Use a 5mm hex to unscrew the five screws securing the front upper timing cover...
...and remove it. Remove the right mudguard of the engine compartment (see “Removing the mudguards of the engine compartment”).
Using the “17” head, turn the crankshaft clockwise by the bolt securing the generator drive pulley... ...and inspect the belt for damage. To replace the belt...
...using a 5mm hexagon, unscrew the two screws securing the front lower timing cover...
...and remove the cover. Remove the generator drive belt (see “Replacing the generator drive belt”). Before removing the timing belt, in order not to disturb the valve timing, it is necessary to set the crankshaft and camshafts to the TDC (top dead center) position of the compression stroke of the 1st cylinder. To do this, turn the crankshaft clockwise by the bolt securing the generator drive pulley...
...until the marks on the camshaft toothed pulleys align with the marks on the rear timing cover. To check the position of the crankshaft...
…we remove the rubber plug in the upper part of the clutch housing (for clarity, the cooling system hose and the wire blocks from the coolant temperature gauge sensor and the ECM coolant temperature sensor are disconnected)…

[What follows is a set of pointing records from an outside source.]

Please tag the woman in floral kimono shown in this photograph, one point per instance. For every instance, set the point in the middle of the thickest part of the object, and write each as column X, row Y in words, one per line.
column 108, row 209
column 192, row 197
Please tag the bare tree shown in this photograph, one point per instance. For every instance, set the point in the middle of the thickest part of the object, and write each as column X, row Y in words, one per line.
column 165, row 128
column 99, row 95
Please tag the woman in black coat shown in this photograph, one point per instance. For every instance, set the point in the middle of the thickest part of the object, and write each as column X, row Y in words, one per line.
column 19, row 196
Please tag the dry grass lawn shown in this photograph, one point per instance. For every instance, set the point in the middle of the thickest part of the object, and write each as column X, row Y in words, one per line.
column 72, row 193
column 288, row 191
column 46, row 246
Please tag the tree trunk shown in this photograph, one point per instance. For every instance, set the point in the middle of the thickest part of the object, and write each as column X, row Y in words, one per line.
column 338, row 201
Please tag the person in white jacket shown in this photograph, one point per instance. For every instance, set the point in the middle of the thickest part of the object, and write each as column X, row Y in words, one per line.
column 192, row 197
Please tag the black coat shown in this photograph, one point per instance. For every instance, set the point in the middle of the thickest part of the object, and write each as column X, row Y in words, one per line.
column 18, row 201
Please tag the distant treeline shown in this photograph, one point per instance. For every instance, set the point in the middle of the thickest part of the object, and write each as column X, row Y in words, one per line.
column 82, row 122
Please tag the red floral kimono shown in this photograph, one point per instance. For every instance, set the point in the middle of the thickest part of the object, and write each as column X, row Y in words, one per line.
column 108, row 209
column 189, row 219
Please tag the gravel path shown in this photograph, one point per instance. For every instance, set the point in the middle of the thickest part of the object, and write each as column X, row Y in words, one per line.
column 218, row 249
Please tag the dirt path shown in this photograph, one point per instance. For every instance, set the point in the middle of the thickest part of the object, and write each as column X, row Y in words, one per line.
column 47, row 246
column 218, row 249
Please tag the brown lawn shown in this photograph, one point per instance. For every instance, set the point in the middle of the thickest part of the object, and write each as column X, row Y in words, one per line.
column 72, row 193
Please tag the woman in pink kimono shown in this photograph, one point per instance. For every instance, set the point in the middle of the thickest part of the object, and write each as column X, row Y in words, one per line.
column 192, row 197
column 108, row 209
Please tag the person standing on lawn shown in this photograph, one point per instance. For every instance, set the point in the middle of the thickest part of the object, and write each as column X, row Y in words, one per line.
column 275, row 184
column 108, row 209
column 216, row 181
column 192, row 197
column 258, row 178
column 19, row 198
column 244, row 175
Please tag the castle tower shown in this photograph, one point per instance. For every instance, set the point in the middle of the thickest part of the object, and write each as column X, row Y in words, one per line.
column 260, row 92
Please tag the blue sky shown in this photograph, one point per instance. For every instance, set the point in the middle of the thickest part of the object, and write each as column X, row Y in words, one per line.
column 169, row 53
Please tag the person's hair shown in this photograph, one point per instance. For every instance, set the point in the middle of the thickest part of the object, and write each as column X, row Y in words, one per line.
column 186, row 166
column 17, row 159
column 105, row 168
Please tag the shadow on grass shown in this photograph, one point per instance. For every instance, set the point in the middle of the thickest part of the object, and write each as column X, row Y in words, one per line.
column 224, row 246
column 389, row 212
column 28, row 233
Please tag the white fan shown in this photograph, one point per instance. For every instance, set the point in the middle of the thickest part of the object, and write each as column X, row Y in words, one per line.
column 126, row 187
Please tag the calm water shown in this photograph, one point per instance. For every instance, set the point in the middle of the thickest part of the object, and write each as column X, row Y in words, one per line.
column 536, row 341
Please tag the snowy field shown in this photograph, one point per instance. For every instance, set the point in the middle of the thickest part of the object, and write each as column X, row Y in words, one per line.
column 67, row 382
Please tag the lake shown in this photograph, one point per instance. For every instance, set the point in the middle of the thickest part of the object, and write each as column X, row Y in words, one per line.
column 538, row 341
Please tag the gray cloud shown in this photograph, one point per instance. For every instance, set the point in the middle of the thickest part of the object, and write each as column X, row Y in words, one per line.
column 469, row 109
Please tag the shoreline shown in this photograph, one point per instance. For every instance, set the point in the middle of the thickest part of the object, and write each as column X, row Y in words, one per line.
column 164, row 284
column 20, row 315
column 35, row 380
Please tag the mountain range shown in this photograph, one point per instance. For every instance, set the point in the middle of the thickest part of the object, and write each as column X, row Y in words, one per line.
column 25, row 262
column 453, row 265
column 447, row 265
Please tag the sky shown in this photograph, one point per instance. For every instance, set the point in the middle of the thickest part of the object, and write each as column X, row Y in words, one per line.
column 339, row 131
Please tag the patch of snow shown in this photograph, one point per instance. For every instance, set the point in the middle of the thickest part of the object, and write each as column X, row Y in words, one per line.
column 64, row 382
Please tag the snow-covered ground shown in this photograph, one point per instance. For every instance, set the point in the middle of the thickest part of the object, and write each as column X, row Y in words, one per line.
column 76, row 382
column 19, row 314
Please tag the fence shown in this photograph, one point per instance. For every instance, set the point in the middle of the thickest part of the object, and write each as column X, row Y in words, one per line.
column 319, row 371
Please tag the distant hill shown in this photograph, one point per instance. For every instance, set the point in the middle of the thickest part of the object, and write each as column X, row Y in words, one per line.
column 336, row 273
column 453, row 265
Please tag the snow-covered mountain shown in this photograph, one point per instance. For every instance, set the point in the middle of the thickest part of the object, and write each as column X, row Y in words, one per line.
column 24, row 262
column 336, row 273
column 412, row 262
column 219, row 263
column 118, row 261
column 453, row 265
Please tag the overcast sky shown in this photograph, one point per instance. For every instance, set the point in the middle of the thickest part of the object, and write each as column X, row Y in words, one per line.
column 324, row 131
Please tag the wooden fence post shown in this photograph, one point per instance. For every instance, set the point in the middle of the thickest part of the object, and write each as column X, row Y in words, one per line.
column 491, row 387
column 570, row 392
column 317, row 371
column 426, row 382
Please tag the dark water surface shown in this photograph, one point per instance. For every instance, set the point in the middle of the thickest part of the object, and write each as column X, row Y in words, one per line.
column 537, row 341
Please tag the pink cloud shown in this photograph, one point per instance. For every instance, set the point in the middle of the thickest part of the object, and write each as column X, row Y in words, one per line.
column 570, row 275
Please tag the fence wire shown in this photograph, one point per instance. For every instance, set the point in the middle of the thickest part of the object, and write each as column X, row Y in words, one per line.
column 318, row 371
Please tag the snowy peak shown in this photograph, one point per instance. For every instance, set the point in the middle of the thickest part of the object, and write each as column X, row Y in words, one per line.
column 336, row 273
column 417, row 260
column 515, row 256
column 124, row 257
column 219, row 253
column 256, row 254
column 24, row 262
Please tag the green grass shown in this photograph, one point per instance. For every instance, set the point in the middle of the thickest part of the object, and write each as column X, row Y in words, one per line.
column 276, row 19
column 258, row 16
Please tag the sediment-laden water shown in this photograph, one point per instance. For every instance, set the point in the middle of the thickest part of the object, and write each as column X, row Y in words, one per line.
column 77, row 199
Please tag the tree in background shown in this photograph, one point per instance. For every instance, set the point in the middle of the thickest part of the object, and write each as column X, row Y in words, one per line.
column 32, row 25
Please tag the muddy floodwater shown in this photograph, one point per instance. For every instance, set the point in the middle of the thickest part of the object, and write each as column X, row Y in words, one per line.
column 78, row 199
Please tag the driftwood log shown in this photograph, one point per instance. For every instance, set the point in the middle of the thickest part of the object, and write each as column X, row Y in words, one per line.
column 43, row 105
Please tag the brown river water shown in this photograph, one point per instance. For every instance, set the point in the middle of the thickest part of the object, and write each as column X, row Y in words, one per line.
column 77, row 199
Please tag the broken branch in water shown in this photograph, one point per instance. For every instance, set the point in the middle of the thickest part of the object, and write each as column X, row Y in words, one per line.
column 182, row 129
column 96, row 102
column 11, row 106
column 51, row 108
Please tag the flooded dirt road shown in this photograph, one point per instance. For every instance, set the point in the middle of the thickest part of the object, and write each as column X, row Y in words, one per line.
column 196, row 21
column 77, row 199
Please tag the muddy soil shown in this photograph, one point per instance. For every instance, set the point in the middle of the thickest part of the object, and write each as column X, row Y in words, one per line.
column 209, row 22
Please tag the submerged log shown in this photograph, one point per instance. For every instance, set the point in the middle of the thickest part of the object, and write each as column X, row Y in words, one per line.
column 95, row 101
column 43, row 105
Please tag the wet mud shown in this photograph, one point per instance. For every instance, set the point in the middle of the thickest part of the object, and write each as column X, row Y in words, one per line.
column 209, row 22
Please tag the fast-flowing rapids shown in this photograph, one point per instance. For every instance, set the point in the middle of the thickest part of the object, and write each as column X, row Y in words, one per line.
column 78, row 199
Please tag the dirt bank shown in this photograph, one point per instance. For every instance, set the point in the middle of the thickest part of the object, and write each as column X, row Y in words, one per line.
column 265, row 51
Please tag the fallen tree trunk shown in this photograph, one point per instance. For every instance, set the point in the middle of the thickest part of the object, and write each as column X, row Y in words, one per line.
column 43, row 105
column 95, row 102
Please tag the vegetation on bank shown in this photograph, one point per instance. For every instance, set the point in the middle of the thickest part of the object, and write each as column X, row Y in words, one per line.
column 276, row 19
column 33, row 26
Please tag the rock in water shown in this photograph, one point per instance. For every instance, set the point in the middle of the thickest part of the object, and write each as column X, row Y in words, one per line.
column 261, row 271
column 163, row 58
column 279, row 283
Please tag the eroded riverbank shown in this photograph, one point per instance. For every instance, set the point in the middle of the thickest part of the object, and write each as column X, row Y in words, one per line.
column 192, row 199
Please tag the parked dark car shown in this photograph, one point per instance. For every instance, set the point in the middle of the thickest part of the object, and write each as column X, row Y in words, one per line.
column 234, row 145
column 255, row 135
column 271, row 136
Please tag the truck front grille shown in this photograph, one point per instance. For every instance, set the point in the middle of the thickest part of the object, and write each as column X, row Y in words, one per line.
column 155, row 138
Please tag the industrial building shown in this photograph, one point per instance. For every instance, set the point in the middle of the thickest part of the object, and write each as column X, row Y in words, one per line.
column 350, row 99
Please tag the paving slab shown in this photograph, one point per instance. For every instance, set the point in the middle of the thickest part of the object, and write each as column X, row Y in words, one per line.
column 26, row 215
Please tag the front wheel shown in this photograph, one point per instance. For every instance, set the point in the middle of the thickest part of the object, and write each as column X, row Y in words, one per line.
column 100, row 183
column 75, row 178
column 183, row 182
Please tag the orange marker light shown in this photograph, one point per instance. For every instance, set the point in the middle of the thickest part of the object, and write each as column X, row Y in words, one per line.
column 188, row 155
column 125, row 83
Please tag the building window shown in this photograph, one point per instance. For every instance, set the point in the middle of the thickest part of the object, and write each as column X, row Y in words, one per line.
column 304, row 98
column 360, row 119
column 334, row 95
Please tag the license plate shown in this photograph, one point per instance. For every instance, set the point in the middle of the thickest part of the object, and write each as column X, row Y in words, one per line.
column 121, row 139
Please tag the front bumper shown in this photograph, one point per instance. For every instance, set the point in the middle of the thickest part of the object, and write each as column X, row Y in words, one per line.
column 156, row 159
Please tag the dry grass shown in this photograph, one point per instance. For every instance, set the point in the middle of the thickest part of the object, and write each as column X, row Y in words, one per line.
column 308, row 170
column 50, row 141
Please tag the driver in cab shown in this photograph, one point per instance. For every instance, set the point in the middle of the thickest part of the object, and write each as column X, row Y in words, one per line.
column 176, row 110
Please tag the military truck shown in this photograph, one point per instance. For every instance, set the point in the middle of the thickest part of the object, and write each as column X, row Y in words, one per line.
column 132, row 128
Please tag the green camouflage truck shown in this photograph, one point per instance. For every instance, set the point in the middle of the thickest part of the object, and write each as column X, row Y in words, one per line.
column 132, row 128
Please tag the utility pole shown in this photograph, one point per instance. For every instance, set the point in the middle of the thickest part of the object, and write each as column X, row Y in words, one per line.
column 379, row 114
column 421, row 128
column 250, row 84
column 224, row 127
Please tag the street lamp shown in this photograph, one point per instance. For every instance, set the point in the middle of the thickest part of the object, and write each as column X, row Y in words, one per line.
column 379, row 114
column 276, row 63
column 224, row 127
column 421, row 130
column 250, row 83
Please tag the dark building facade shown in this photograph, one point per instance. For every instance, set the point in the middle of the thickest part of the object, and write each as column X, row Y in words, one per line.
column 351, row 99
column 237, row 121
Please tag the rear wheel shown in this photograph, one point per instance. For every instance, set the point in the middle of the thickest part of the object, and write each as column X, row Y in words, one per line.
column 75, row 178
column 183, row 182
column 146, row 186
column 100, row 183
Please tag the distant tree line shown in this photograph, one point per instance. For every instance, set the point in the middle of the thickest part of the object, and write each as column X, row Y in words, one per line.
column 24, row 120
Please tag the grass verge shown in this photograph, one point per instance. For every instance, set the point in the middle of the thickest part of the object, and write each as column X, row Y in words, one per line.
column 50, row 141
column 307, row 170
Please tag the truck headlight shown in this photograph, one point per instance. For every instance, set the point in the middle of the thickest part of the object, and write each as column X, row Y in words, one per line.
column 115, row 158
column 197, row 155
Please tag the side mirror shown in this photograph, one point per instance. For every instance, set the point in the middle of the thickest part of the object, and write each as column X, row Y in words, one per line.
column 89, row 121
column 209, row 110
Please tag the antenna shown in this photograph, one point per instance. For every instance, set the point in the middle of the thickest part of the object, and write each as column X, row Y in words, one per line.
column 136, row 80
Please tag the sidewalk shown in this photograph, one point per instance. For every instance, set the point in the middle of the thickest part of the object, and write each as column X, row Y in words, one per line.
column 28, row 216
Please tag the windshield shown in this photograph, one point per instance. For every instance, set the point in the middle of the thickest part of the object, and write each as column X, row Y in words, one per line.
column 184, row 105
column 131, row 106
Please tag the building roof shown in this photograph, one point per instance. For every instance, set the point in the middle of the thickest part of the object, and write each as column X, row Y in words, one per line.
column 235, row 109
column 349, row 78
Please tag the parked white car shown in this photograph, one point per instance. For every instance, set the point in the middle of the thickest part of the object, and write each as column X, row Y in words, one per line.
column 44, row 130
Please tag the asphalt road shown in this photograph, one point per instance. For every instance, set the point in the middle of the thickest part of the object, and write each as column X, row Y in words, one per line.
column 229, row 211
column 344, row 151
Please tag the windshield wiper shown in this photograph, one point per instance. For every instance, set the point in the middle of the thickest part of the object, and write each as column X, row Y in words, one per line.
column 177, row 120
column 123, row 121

...and make sure that the mark on the flywheel 1 is located opposite the slot 2 of the upper cover of the clutch housing. In order not to disturb the valve timing when unscrewing the bolt securing the generator drive pulley, an assistant fixes the flywheel by inserting a large slotted screwdriver through the hole in the clutch housing between the flywheel teeth. Having unscrewed the bolt securing the generator drive pulley...
...and its support washer.
Using a spanner wrench or a 15mm socket, loosen the bolt securing the belt tension roller. At the same time, the tension roller will rotate and the belt tension will weaken.
Remove the belt from the camshaft pulleys of the tension and support rollers. After removing the belt from the coolant pump and crankshaft pulleys, remove the belt from the engine compartment.
After removing the timing belt, the crankshaft and camshafts must not be turned at large angles to avoid the valves sticking into the pistons. When replacing the timing belt, we also change the tensioner and support rollers of the belt. Unscrew the bolt securing the tension roller and remove the roller.